Am neuen Standort wächst praktischerweise eine viele Meter lange und trotz des jungen Alters schon über 3 Meter hohe Ligusterhecke, die dringend geschnitten werden muss. Anstatt den Strauchschnitt und Heckenschnitt durch einen lärmenden Häcksler zu jagen, kann ich ihn nun peu a peu ins Freigehege werfen und die Kaninchen daraus erstklassigen Dünger herstellen lassen. Weiter unten, am Teich, breitet sich ein Bestand der ‚Sibirischen Fiederspiere‚ (Spiraea sorbifolia) auch als ‚Ebereschenblättrige Fiederspiere‘ bekannt, aus, den ich dringend roden will.

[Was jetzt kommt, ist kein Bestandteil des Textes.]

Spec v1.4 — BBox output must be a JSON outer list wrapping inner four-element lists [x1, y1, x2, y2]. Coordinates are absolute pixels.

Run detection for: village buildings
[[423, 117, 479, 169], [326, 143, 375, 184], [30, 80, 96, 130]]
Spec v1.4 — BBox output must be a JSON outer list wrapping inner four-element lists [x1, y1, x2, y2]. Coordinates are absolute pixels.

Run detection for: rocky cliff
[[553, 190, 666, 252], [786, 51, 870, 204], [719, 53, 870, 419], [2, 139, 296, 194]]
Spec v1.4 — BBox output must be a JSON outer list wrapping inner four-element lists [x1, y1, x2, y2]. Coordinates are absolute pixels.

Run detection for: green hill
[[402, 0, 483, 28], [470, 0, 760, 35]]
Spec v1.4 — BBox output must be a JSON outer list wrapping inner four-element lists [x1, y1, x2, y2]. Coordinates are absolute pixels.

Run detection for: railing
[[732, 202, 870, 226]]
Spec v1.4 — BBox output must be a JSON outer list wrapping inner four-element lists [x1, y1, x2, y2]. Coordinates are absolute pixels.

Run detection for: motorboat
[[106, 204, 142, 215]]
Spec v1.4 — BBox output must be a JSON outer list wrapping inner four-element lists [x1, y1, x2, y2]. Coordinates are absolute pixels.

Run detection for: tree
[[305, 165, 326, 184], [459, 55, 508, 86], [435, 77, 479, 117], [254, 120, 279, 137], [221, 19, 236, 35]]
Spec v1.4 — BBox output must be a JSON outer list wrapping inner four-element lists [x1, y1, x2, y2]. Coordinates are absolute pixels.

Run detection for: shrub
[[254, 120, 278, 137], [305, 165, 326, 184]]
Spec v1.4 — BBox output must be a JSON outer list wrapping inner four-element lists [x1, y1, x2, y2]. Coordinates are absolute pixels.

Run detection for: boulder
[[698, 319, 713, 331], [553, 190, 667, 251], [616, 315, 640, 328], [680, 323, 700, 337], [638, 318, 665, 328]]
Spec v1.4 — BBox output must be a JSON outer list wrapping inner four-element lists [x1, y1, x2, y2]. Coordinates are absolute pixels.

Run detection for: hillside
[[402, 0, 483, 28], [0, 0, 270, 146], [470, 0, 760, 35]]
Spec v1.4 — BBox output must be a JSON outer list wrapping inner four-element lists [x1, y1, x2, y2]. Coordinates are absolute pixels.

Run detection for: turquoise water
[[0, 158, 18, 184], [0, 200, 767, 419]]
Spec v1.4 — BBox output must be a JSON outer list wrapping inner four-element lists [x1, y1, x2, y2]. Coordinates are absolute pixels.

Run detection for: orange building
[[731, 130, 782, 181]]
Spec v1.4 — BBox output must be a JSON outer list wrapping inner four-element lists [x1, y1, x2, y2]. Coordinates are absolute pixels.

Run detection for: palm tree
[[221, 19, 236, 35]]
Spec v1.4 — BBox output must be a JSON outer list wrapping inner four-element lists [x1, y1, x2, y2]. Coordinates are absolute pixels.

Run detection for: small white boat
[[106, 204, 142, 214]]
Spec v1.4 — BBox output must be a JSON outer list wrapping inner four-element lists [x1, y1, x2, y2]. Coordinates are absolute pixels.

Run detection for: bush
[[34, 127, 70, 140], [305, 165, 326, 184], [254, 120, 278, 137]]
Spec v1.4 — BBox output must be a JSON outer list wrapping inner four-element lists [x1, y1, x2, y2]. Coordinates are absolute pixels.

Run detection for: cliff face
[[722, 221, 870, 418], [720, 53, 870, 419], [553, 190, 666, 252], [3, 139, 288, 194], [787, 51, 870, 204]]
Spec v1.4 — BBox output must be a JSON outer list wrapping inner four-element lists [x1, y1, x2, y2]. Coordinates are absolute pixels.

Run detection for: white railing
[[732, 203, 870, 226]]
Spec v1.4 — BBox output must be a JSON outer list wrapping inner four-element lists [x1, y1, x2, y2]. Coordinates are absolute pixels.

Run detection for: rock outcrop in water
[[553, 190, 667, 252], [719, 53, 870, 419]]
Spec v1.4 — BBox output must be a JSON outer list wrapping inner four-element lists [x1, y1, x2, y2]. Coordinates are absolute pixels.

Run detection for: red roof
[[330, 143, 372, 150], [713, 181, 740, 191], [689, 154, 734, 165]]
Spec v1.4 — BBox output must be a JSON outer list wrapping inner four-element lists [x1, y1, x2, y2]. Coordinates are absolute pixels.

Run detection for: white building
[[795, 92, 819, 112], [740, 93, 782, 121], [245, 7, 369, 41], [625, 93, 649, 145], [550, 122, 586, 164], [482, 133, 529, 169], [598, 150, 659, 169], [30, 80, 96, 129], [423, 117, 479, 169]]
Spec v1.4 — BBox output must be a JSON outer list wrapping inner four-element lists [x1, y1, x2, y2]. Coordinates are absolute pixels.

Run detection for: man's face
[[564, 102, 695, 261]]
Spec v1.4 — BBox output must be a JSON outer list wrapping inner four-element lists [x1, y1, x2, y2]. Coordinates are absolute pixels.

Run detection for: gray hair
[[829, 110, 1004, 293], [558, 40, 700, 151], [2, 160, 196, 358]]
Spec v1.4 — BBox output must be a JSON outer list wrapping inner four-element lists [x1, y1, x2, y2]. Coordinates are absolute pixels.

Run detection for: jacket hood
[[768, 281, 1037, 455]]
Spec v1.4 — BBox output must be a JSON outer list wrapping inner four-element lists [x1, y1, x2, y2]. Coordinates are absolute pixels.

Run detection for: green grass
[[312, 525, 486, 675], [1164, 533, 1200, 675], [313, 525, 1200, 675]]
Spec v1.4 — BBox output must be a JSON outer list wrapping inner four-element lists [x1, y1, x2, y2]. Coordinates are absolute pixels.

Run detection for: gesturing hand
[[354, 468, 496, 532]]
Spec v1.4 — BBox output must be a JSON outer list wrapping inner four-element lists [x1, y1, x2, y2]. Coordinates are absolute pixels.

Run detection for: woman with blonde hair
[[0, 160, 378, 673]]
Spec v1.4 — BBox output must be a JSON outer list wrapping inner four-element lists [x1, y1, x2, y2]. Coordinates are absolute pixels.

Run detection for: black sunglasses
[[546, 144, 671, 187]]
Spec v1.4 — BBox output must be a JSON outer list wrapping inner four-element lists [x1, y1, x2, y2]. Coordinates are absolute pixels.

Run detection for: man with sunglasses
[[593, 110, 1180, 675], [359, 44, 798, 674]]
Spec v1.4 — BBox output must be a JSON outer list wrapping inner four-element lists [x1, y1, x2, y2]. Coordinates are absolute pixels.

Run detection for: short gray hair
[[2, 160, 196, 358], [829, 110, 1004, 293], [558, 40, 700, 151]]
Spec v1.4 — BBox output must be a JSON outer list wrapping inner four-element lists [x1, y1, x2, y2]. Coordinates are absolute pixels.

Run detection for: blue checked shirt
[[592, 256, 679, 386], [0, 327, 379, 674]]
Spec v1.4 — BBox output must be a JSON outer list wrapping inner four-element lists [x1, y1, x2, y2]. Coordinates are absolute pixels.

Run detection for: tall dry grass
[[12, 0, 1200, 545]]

Die Pflanze gehört zur Familie der Rosaceae und ist für Kaninchen genießbar, erste Tests haben ergeben, dass sie sogar gerne gegessen werden. Also werden die Tiere mich auch im Dunstkreis ihres Freilaufs dazu anhalten, Stückchen für Stückchen anfallende Arbeiten zu beiderseitigem Nutzen zu erledigen. Sehr praktisch.
Hoffen wir mal, dass die Tiere sich gut eingewöhnen und den Winter gut überstehen. Bewegung genug sollten sie sich verschaffen können, um sich warm zu halten und das Haus ist sicherlich nicht kälter oder zugiger als ein Buchtenstall. Im Gegenteil.